First, file for dissolution with Department of Business Development (DBD) and begin the process of legally shutting down the company. If the company is solvent, the company must liquidate its assets. If the company is insolvent, the shareholders can put additional capital into the company or the liquidator must start bankruptcy proceedings. The company’s debts needs to be legally cleared before it is closed.

Then the Company must file its tax return and pay all taxes due. Employees should be paid their salary and any severance that is due to them .A bankruptcy will not discharge a tax debt or employee salaries. If there are any foreign employees, the work permits need to be returned to the Ministry of labor within seven days of employment.

Suppliers and customers need to be legally notified of the termination of business operations. Arrangements should be made to terminate any existing contracts for services. Banks and financial accounts should be closed down and settled. The landlord of the business should be sent notice of the end of business operations and the lease should be properly terminated. If the taxes and debts are paid, any surplus is paid out to the shareholders.

It is necessary to ensure the business is properly closed down. Outstanding debts or legal issues can lead to lawsuits against the directors, managers, and owners of the business. It would be prudent to contact a licensed Thai business attorney to ensure that the business closed down. The business that is properly shutdown will reduce the potential of continued liability after the business is closed.

See also Company Liquidation: Closing a Thai Limited Company.

There is no definition of corporate crime in the Thai Criminal Code. Corporate Criminal Liability is imported from corporate civil liability. Corporate Civil Liability is when a company is sued in civil court for a wrongdoing by the company or in the name of the company.

Corporate Crime is defined as crimes committed by individuals acting within the scope of their employment with the intention to benefit the corporation. An example is if an employee bribes government officials to ensure that a company’s project is approved. The employee is committing an illegal activity for the benefit of the corporation. The purpose of criminal liability is to place the corporate assets at risk as a deterrent to criminal activities.

A Corporation is a juristic person which is legal person under the law. The Thai Supreme Court has declared that as a legal person, a corporation can be subject to criminal law.
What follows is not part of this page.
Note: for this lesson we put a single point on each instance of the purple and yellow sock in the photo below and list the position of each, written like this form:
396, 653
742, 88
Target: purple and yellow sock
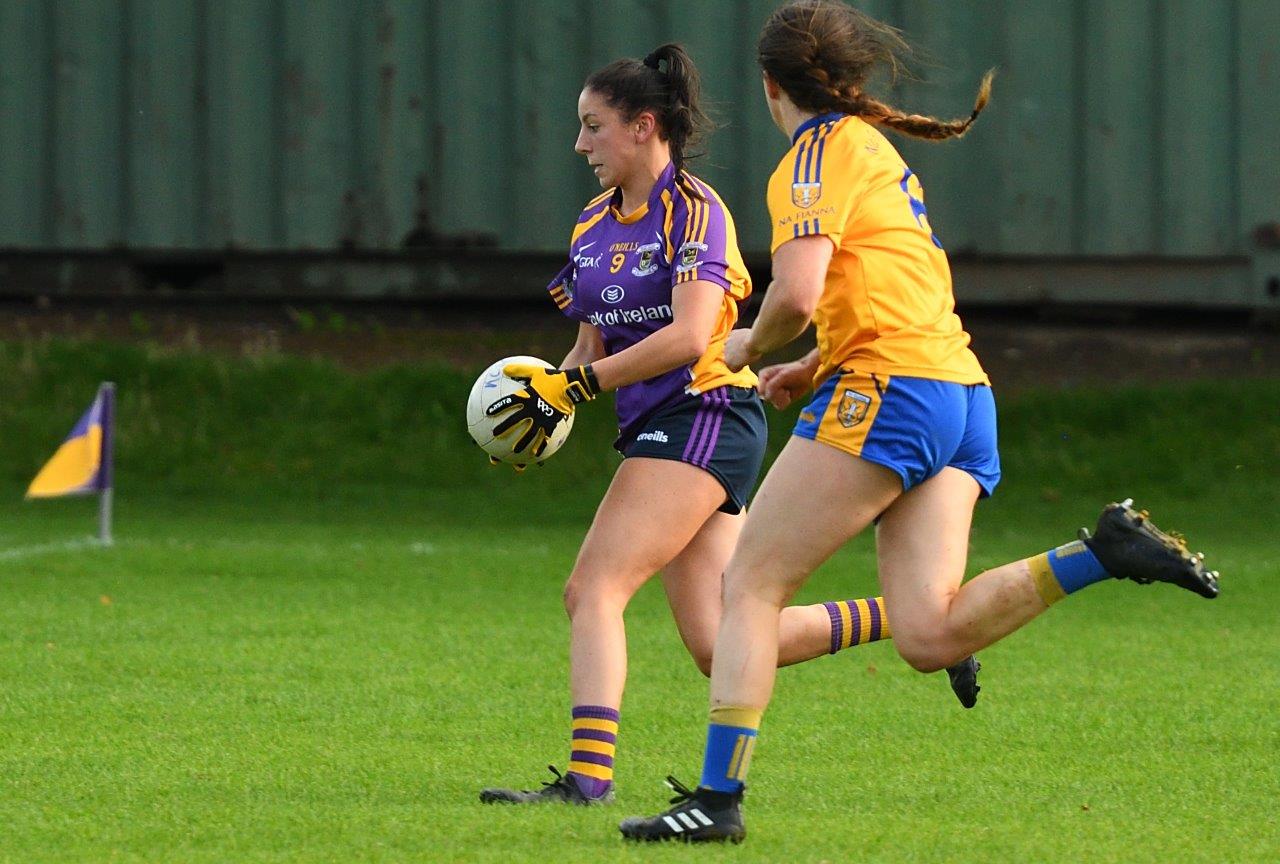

As such, the Corporation can be charged with a crime if all the elements of the crime have been met. The difference is that a Corporation cannot be incarcerated. However, the company can be dissolved (death penalty), have their assets seized, or required to pay fines.

In addition, the company directors and managers can be removed from the company and individually charged with the crime. They can be criminally liable for offenses made by the company’s employees and could be incarcerated for crimes made for the company. The director or manager is not liable for passive act such as the lack of adequate instruction. The director or manager’s actions must be deliberate with intent or knowledge of the illegality of the action.

The burden of proof for corporate criminal liability is higher than in corporate civil liability. The prosecution must prove all of the elements of the crime beyond a reasonable doubt which can be difficult for corporate crimes. The parties to the crime and the company directors have a right to refuse to testify if the testimony will assist in incriminating them. A company can raise the defense that they have taken all reasonable actions to prevent the crime.